Cowboy is the default HTTP server for Erlang/OTP. It's built on top of Ranch which is a socket worker pool for TCP. Together they power most of the web apps written in Erlang or Elixir, including the ones built on Plug or Phoenix framework.

This article refers to Cowboy 2.6.3 and Ranch 1.7.1.

To start a cowboy http server:

cowboy:start_clear(my_http_listener, [{port, 8080}], #{env => #{dispatch => Dispatch}})

Under the hood, it initializes ranch_listener_sup supervision tree under ranch_sup. We'll look further into it by examining the execution flow of the HTTP request.

Moreover, if you're starting Plug under a supervision tree, you're actually starting ranch_listener_sup process too:

%{start: {:ranch_listener_sup, :start_link, _opts}} = 
  Plug.Cowboy.child_spec(scheme: :http, plug: MyPlug, options: [port: 8080])

How cowboy handles HTTP request

The standalone Ranch app has a ranch_sup supervisor with ranch_server process used for storing internal configuration values in an ETS table (ETS is a built-in in-memory db).

The cowboy:start_clear() function starts a ranch_listener_sup supervision tree under ranch_sup.

The image below shows a diagram of the process tree and the related simplified code fragments:

Cowboy generic flow

The ranch_acceptor_sup supervisor process requests to listen on a socket (i.e. port) from the given Transport (more on it later) and starts several ranch_acceptor children processes (10 by default) that await in the blocking Transport:accept(LSocket) calls for incoming client connections. The moment any of the acceptors receives a new socket connection, it sends start_protocol message to the ranch_conns_sup process.

When ranch_conns_sup receives the message it calls Protocol:start_link(Socket) to start a new connection process.

Transport and Protocol modules

Ranch relies on 2 configurable modules:

Transport is a module that implements ranch_transport behavior. It defines an interface to interact with a socket. Transports can be used for connecting, listening and accepting connections, but also for receiving and sending data. By default, ranch includes the following transports: ranch_tcp that wraps gen_tcp and ranch_ssl that wraps ssl.

Protocol is a module that implements ranch_protocol behavior. It starts a connection process and defines the protocol logic executed in this process. By default, cowboy includes cowboy_clear and cowboy_tls modules. However, both of them rely on cowboy_http or cowboy_http2 modules internally.

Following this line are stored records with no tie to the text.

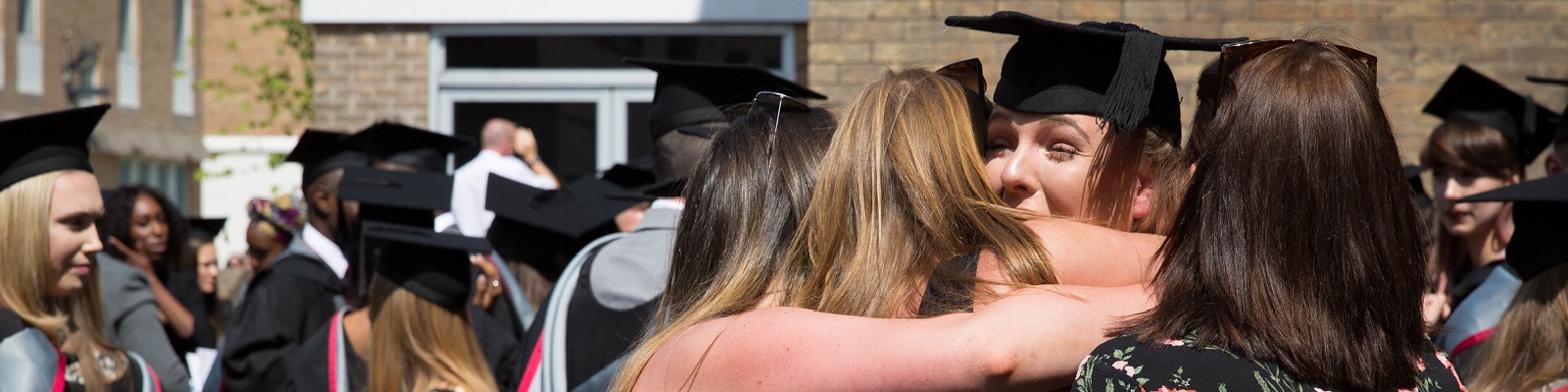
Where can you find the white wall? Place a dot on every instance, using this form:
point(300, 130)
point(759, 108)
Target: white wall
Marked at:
point(239, 170)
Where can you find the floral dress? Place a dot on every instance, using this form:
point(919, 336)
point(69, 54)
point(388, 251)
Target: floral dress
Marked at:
point(1125, 365)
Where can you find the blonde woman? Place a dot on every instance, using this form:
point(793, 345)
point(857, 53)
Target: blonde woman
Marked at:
point(423, 337)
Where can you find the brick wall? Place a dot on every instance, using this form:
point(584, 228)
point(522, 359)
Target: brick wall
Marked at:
point(1418, 43)
point(368, 73)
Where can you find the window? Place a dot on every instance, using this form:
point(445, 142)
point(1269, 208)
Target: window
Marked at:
point(184, 73)
point(28, 49)
point(127, 86)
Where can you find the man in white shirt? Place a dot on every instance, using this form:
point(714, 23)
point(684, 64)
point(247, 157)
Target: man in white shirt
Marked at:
point(502, 145)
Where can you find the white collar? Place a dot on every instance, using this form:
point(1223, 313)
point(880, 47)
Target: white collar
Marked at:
point(326, 250)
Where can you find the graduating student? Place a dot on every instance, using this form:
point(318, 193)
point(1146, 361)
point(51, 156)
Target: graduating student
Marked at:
point(1528, 349)
point(623, 276)
point(298, 292)
point(1084, 117)
point(1487, 137)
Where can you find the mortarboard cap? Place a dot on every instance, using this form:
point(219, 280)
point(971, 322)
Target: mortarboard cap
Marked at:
point(43, 143)
point(1113, 71)
point(1562, 122)
point(694, 93)
point(396, 196)
point(428, 264)
point(404, 145)
point(1471, 96)
point(572, 211)
point(204, 229)
point(1541, 208)
point(320, 151)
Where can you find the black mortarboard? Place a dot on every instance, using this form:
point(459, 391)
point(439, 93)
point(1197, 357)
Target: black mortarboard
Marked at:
point(320, 151)
point(1113, 71)
point(204, 229)
point(1471, 96)
point(1541, 208)
point(572, 211)
point(391, 141)
point(428, 264)
point(43, 143)
point(694, 93)
point(1416, 190)
point(1562, 122)
point(396, 196)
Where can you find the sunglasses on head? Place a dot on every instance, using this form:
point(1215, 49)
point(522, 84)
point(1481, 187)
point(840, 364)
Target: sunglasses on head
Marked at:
point(1235, 55)
point(969, 75)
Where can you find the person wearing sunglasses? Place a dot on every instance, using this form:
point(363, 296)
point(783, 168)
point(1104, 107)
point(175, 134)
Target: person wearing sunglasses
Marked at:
point(1233, 308)
point(1082, 120)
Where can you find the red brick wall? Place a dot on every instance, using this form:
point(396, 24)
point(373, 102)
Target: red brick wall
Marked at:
point(1418, 43)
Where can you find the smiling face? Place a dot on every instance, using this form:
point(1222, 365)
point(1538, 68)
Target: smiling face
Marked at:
point(73, 237)
point(1065, 165)
point(1466, 219)
point(149, 227)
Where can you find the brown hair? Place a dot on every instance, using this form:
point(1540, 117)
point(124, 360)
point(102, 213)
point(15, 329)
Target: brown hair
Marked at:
point(1301, 176)
point(1529, 345)
point(744, 206)
point(417, 344)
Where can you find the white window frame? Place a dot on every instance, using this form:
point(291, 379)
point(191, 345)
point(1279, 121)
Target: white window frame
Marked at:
point(127, 85)
point(611, 88)
point(30, 51)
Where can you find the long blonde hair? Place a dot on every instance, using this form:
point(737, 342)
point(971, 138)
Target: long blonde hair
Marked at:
point(24, 255)
point(416, 344)
point(899, 192)
point(1529, 345)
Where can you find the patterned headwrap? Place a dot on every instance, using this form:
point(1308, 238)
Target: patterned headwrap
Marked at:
point(284, 217)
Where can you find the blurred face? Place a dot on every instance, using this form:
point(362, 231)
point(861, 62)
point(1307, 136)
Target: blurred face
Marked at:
point(1055, 165)
point(208, 267)
point(149, 227)
point(1466, 219)
point(73, 237)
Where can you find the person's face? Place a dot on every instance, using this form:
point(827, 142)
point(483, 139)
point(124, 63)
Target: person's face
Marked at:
point(1055, 165)
point(149, 227)
point(1465, 219)
point(208, 267)
point(73, 237)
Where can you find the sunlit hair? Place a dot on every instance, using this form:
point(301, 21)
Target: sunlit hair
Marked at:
point(24, 255)
point(742, 209)
point(1463, 148)
point(1529, 345)
point(1301, 174)
point(899, 192)
point(417, 344)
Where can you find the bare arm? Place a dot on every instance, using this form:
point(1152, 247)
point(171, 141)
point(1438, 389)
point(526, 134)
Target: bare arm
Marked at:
point(1031, 339)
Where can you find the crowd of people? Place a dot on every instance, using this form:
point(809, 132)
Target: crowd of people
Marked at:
point(1057, 232)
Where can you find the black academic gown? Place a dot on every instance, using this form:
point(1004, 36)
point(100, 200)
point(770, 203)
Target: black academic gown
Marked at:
point(284, 305)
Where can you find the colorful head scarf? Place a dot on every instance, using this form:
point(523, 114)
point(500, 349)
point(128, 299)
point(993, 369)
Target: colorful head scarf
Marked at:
point(284, 217)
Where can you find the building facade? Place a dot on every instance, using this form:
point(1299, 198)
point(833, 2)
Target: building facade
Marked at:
point(132, 54)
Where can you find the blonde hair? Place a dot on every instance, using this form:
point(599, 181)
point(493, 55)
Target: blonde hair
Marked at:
point(24, 255)
point(1529, 345)
point(902, 190)
point(417, 344)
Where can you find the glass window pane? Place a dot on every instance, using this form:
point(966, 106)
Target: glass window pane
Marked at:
point(637, 140)
point(566, 132)
point(601, 52)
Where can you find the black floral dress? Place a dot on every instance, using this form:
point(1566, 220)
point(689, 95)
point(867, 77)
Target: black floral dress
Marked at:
point(1176, 366)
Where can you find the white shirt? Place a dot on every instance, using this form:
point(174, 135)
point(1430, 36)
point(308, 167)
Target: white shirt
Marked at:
point(469, 187)
point(326, 250)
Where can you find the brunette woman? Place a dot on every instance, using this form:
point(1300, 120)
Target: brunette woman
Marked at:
point(1233, 311)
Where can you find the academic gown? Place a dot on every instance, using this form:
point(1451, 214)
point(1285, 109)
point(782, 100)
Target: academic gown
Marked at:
point(318, 361)
point(284, 305)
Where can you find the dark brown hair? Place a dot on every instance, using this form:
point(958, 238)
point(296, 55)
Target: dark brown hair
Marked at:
point(1298, 240)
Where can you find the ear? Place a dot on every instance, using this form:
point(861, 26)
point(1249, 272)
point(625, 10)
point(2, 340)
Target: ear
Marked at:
point(1142, 198)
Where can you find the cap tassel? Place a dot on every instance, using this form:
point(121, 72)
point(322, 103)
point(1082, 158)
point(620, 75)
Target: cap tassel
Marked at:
point(1128, 96)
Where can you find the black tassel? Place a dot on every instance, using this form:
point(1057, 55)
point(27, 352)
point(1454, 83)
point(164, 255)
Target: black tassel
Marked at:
point(1128, 96)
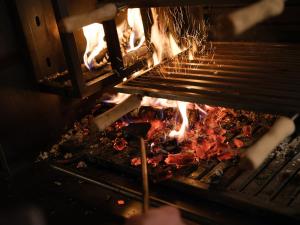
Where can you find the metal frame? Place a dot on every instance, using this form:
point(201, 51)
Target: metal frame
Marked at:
point(56, 62)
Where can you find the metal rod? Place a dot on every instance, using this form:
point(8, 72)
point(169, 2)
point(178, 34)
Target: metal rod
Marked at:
point(144, 176)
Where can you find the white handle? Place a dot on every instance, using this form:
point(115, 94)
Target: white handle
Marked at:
point(259, 151)
point(107, 118)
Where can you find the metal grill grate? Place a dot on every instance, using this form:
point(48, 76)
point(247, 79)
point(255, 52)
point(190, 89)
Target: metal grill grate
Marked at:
point(253, 76)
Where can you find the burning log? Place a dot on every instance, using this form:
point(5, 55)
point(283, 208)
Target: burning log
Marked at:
point(259, 151)
point(104, 13)
point(243, 19)
point(106, 119)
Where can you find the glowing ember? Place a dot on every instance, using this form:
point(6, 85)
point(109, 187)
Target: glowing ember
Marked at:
point(94, 35)
point(160, 103)
point(137, 35)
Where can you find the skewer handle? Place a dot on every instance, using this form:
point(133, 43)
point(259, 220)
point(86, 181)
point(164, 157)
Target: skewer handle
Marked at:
point(259, 151)
point(110, 116)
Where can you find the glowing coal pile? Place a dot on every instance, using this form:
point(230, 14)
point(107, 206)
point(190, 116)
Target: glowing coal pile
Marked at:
point(179, 136)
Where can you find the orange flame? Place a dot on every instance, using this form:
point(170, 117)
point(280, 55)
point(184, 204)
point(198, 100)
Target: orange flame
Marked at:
point(135, 22)
point(164, 43)
point(161, 103)
point(94, 35)
point(182, 106)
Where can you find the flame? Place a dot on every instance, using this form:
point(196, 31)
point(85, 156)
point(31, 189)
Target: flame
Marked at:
point(161, 103)
point(182, 106)
point(135, 22)
point(94, 35)
point(164, 43)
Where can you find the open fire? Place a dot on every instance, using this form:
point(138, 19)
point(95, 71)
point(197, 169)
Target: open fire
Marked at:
point(181, 133)
point(173, 143)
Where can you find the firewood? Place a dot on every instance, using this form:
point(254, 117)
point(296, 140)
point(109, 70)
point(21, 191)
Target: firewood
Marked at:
point(243, 19)
point(104, 120)
point(104, 13)
point(259, 151)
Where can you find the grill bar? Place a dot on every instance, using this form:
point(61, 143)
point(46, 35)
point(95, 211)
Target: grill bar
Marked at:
point(253, 76)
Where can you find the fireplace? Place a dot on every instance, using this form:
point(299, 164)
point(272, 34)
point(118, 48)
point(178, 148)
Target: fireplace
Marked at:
point(202, 96)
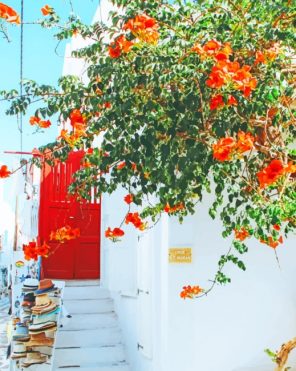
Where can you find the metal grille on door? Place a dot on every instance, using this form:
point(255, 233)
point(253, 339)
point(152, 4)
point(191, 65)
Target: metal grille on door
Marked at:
point(79, 258)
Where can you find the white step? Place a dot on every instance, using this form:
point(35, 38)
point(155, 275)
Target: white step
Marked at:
point(82, 283)
point(88, 338)
point(108, 356)
point(96, 368)
point(89, 306)
point(85, 292)
point(90, 321)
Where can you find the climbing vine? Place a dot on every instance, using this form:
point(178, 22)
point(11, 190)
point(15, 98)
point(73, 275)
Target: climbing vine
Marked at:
point(188, 97)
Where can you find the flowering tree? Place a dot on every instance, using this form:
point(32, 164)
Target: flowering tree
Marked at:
point(189, 97)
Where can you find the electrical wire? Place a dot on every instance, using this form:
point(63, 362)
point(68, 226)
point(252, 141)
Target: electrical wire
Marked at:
point(21, 73)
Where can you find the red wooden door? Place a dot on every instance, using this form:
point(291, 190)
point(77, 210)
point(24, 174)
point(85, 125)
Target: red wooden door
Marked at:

In short, Transport knows how to interact with the socket and Protocol knows how to talk HTTP with the client.

Connection process

After ranch_conns_sup starts a new connection process and hands the socket ownership to it, cowboy_clear delegates to the cowboy_http module to start the receive loop. Here's where the magic happens!

It instructs the socket to send the first socket message to the connection process as a process message (Transport:setopts(Socket, [{active, once}])).

The cowboy_http:loop() receives the message, parses the request and starts a separate request process with cowboy_stream:init(Req).

Request process

The cowboy_stream module delegates to cowboy_stream_h by default which starts a new request process.

The job of the request process is to iterate over Middlewares and execute them in sequence. The default middlewares are cowboy_router that finds the route handler for the request url, and cowboy_handler that calls the selected handler.

After going through all of the middlewares, the request process terminates.

How cowboy sends a response

The most curious thing about Cowboy 2 architecture is the fact that the request process isn't responsible for sending the response to the client. It's the job of the connection process.

The image below shows a cropped diagram of the execution flow for sending the response.

Cowboy generic flow

To send the response, you need to call cowboy_req:reply(Status, Headers, Body, Req) from the cowboy handler. It'll wrap the arguments into a process message and send it to the connection process (started by cowboy_clear protocol).

Meanwhile, connection process is waiting in the receive loop for such commands. When it receives the {response, Status, Headers, Body} message, it uses cow_http:response function from cowlib library to construct an HTTP response without the body, and calls Transport:send to send the whole response to the client socket.

It's important to note here that by the time when the connection process sends that response, the request process could already be done and terminated.

This sums up behind the scenes action in Cowboy for a simple request and response cycle. I simplified and skipped some of the things, especially related to request parsing, but overall cowboy and ranch written in a cohesive and clear way and I would encourage people to have a look at it too.